The other use-case is allowing weaker systems to still enjoy a heavier scene. Here the user opts for slightly degraded image quality at the prospect of acceptable framerate.

Another use-case are these guys going 3-4 monitor gaming. Granted these guys are “extreme” but there you can use this technique too to reduce the load on the GPU(s). In the end it’s about choice: quality versus performance.


That’s a use case for upscaling, but is it really a use case for throwing artificial intelligence at it? Does that really help?

Yes, sure. Upscaling by setting the monitor to a lower resolution has already existed before. My point is that if you had done the scene with the constraints im mind you would get a better quality picture in the constrainst you have without upscaling. The whole “this improved your performance” part just doesn’t make sense to me.

If it helps can be debated. As mentioned above you have limited information which with you extrapolate. A simple upscaler like the one i use in my game engine is just a bilinear (box) filter. The higher resolution image is simply a blurrier version. This does not take any surrounding screen content into consideration and thus the same render pixel will give you the same 2x2 upscaled pixel each time it runs.

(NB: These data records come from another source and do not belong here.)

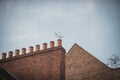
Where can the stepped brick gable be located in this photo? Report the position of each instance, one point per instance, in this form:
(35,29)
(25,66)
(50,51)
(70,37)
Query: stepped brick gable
(45,64)
(81,65)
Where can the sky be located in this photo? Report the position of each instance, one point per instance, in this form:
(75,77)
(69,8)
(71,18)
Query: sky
(92,24)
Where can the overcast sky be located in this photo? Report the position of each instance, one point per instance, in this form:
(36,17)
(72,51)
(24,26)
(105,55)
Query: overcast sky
(92,24)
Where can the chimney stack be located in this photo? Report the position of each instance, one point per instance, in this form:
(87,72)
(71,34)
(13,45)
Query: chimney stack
(37,48)
(59,42)
(23,51)
(44,46)
(10,54)
(30,49)
(4,55)
(17,51)
(51,44)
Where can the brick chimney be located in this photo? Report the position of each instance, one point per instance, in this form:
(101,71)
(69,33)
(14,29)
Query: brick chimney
(37,47)
(23,51)
(51,44)
(59,42)
(10,54)
(44,46)
(17,51)
(4,55)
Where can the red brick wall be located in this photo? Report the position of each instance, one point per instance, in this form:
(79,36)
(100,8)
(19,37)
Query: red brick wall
(80,65)
(46,65)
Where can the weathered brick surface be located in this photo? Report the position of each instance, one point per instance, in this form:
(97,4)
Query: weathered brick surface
(80,65)
(46,65)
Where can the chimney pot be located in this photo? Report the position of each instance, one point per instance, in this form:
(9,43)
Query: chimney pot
(31,49)
(37,48)
(10,54)
(59,42)
(44,46)
(17,51)
(23,51)
(51,44)
(4,55)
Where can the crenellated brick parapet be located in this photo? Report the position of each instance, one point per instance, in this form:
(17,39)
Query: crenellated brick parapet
(31,51)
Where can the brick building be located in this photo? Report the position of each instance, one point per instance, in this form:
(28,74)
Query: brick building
(45,64)
(81,65)
(52,64)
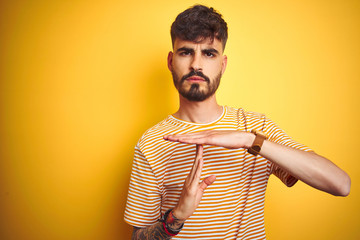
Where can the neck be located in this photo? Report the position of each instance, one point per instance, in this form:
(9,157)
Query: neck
(199,112)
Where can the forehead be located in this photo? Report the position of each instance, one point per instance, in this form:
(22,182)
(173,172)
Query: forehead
(207,43)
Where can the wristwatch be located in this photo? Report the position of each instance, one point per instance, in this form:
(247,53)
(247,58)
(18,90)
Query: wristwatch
(259,139)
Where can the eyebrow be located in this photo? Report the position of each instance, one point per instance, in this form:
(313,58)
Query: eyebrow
(208,50)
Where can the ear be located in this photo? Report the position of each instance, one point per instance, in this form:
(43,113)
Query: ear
(170,56)
(224,64)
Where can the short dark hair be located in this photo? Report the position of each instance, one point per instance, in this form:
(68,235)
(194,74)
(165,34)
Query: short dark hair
(198,23)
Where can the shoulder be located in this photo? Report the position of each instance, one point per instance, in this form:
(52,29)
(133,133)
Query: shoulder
(155,133)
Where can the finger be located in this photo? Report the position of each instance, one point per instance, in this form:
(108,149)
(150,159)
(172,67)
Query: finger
(207,182)
(194,169)
(197,173)
(199,150)
(197,167)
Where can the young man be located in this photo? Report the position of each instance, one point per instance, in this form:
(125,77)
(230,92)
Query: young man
(202,172)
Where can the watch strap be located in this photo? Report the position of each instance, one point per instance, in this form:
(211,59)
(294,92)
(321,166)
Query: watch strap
(260,137)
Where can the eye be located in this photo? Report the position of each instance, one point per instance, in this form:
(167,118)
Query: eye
(185,53)
(209,54)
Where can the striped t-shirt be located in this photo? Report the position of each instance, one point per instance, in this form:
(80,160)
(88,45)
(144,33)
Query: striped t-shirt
(233,206)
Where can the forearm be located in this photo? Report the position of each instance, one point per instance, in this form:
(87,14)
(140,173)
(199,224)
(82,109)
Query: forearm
(155,231)
(308,167)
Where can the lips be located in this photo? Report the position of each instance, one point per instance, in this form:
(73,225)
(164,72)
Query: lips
(195,79)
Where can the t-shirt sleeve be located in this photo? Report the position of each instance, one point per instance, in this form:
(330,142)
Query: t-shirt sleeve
(144,198)
(275,134)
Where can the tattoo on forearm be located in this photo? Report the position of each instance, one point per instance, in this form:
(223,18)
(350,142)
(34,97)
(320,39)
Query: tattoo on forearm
(173,222)
(155,232)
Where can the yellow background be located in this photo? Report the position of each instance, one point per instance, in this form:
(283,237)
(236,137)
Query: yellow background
(82,80)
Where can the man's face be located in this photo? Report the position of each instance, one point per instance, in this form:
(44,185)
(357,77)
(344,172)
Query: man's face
(197,67)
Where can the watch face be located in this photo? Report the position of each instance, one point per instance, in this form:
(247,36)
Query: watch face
(256,148)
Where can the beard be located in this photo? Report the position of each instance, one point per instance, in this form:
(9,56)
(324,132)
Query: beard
(194,92)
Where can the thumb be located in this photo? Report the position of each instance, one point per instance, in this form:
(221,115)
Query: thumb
(207,182)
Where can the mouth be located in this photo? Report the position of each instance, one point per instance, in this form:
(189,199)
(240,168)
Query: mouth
(195,79)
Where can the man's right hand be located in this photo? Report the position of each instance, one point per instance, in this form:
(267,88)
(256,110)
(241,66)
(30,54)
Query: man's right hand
(193,190)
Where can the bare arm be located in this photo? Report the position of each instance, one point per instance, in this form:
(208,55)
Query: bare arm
(155,232)
(189,200)
(308,167)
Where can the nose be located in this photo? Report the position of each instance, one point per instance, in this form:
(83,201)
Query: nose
(196,63)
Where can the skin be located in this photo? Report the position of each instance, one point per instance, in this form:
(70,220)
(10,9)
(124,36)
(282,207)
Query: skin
(309,167)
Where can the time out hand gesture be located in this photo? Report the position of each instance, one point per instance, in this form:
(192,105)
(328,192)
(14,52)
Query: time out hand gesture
(226,138)
(192,190)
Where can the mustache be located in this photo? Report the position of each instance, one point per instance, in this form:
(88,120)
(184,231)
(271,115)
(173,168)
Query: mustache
(195,73)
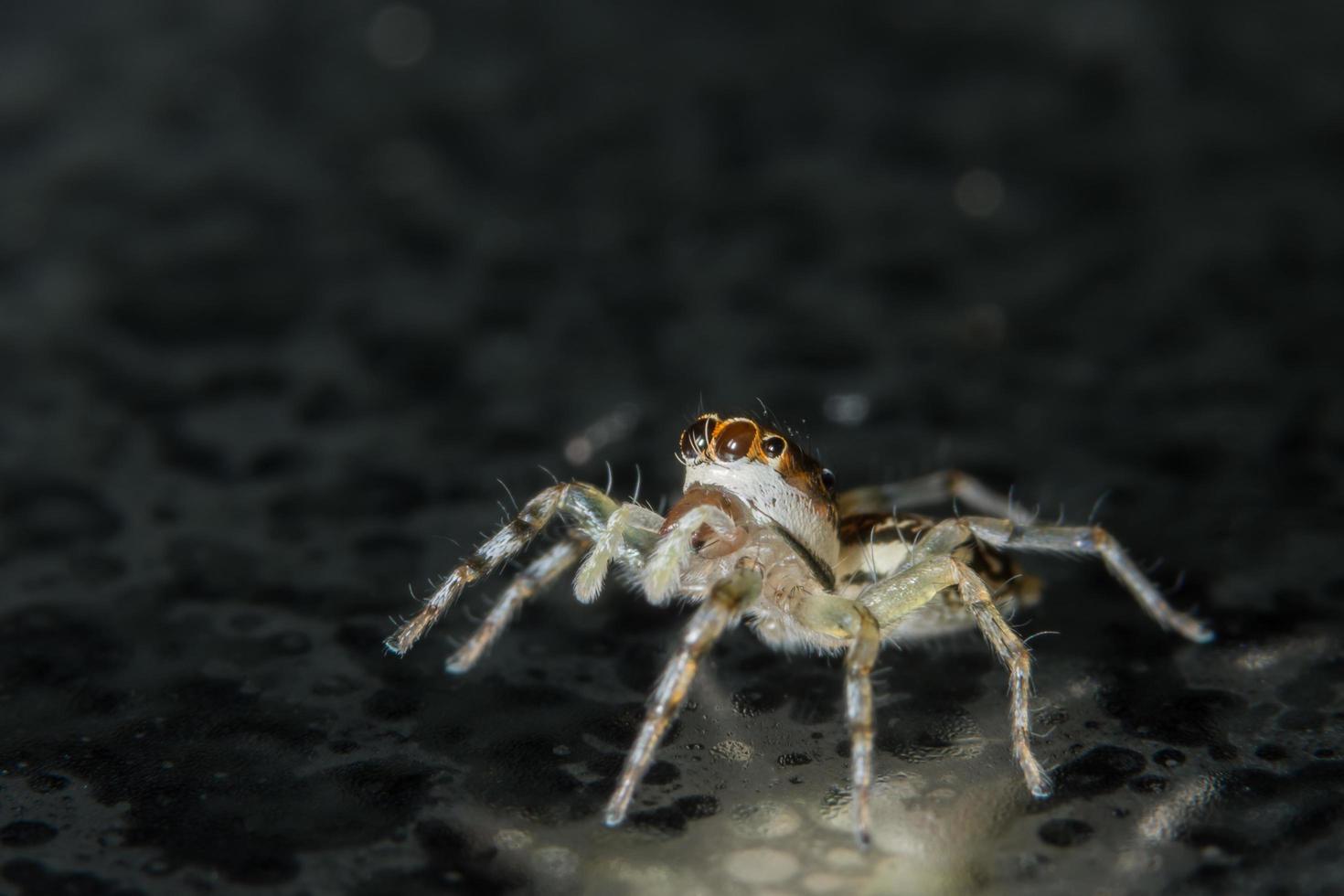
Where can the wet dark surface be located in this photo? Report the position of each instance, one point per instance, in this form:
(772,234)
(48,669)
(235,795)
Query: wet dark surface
(286,289)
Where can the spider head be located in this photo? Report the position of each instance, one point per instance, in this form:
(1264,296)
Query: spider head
(763,466)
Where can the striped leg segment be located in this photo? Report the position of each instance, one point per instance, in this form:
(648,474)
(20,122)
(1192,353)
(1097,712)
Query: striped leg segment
(726,600)
(858,709)
(1098,543)
(1012,652)
(539,574)
(585,504)
(933,488)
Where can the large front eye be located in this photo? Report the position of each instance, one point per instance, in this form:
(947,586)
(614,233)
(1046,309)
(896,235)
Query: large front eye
(734,441)
(695,438)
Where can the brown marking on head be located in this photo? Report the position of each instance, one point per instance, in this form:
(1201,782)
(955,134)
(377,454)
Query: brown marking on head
(711,440)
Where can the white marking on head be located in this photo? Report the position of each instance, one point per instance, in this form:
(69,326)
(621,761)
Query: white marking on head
(772,500)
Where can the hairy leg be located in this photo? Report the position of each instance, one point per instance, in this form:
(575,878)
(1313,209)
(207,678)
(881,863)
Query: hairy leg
(726,600)
(1012,652)
(1095,541)
(851,621)
(539,574)
(932,488)
(626,531)
(905,592)
(585,504)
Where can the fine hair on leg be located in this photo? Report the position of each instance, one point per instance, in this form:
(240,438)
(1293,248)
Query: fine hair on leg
(588,507)
(1015,656)
(851,621)
(726,600)
(539,574)
(1095,541)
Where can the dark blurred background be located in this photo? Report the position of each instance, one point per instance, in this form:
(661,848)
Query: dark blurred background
(289,289)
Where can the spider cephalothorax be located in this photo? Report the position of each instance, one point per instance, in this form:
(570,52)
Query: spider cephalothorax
(760,534)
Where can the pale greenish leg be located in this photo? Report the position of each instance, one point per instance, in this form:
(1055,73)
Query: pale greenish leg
(586,506)
(934,488)
(1012,652)
(849,621)
(628,527)
(539,574)
(728,598)
(1095,541)
(905,592)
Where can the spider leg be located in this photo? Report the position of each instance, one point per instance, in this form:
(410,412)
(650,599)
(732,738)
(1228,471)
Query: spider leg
(539,574)
(1095,541)
(1012,652)
(726,598)
(933,488)
(583,503)
(851,621)
(628,523)
(906,592)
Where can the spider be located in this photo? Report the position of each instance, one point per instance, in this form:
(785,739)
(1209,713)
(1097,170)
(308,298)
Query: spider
(761,534)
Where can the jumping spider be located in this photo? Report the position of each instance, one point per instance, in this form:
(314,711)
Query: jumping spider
(760,531)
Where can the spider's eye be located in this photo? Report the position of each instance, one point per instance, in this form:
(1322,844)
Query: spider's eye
(695,438)
(734,441)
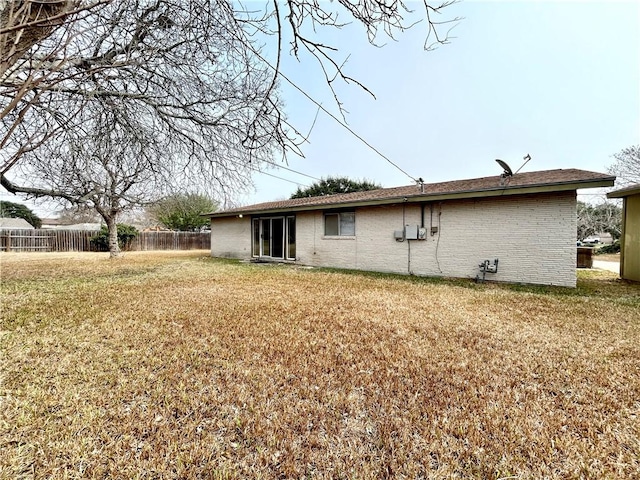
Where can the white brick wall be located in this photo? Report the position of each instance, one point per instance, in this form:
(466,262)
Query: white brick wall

The AI one is trained with tons of actual in-game renderings. What happens is that by taking surrounding pixels into account the obtained result has a higher likelihood to be closer to the full scale rendering. Of course this breaks down if the rendered game scene is not lining up with the training data. Still the chance for looking better than plain upscaling is higher.

Now this is the nVidia way (DLSS). AMD went a different way with FSF 2 (open sourced). It’s a temporal algorithm so you look back at what you have rendered moments ago and use this information to make a more educated guess what upscaled pixels fit better. In the end a similar approach. Use more information on screen (or back in time) to raise the chance of getting a better result.